Optimist though I am, I can’t help feeling there’s something to this downhearted consensus. After living through the most peaceful and prosperous half century that any nation has ever experienced in the history of humankind, it seems impossible to believe we would re-elect a mediocre reactionary out to “fundamentally transform” our success into failure. But we did, and that’s — well, let’s call it “less than cheering.”

On the other hand…

One of the central weaknesses of radicalism is that radicals seem to lose track of the causes and foundations of the things even they value. They don’t understand that peace is always and everywhere the end result of superior firepower, improved health the result of greater wealth, wealth the result of hard-headed and often greedy business dealing, and liberty deeply linked to a specific concept of man’s relationship to God. They never consider that it may at least be questionable whether the cornerstone can be removed without the structure toppling over.
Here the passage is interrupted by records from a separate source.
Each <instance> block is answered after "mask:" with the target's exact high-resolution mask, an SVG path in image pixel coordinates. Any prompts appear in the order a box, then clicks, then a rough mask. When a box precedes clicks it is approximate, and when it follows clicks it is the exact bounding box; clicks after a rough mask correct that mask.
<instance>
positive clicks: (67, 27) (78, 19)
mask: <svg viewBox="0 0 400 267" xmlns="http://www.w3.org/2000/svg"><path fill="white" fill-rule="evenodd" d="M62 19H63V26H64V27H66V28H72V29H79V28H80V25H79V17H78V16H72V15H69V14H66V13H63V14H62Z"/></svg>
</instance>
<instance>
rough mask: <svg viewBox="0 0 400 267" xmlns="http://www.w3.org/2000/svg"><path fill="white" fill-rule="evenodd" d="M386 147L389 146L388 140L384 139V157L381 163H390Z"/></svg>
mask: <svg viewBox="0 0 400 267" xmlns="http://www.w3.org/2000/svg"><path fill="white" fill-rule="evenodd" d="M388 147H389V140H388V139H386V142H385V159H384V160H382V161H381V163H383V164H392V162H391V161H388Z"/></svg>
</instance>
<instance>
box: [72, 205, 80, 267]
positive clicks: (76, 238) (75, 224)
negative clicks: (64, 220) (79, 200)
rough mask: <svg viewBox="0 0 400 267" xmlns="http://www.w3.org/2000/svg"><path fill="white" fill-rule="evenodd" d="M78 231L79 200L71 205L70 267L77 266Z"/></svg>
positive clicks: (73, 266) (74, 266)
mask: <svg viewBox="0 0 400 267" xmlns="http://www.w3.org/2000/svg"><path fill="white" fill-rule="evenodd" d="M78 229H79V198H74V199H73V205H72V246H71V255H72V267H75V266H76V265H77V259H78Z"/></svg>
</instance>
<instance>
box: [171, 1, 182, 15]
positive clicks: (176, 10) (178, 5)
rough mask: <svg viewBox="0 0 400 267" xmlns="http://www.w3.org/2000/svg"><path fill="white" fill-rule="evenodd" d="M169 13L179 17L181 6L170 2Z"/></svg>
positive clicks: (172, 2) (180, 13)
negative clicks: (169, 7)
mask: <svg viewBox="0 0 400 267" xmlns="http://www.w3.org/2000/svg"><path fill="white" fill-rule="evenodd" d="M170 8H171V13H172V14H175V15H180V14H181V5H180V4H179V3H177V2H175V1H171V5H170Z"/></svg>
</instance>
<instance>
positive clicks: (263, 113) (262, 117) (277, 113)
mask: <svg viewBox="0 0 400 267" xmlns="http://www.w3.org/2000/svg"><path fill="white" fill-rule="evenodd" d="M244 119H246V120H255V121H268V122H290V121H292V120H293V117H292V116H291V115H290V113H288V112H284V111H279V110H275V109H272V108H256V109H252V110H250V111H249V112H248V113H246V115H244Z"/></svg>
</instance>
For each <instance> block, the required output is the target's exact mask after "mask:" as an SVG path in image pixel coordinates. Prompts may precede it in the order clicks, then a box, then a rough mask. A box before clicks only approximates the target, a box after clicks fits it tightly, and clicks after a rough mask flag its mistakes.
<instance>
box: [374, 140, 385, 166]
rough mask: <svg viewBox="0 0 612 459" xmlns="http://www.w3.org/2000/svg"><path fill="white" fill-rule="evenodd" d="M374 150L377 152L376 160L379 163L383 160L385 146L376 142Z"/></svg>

Conversely, one of the central weaknesses of conservatism is that conservatives see all too clearly how every good thing we have is linked to everything else. They can trace in a moment how any change in the system might lead to disaster. Expand the definition of marriage and civilization falls. Raise taxes and end up in chains. Allow women to vote and government will become an all-embracing, over-protective mother state infantilizing the population. Okay, maybe that last one’s true, but you see what I’m getting at.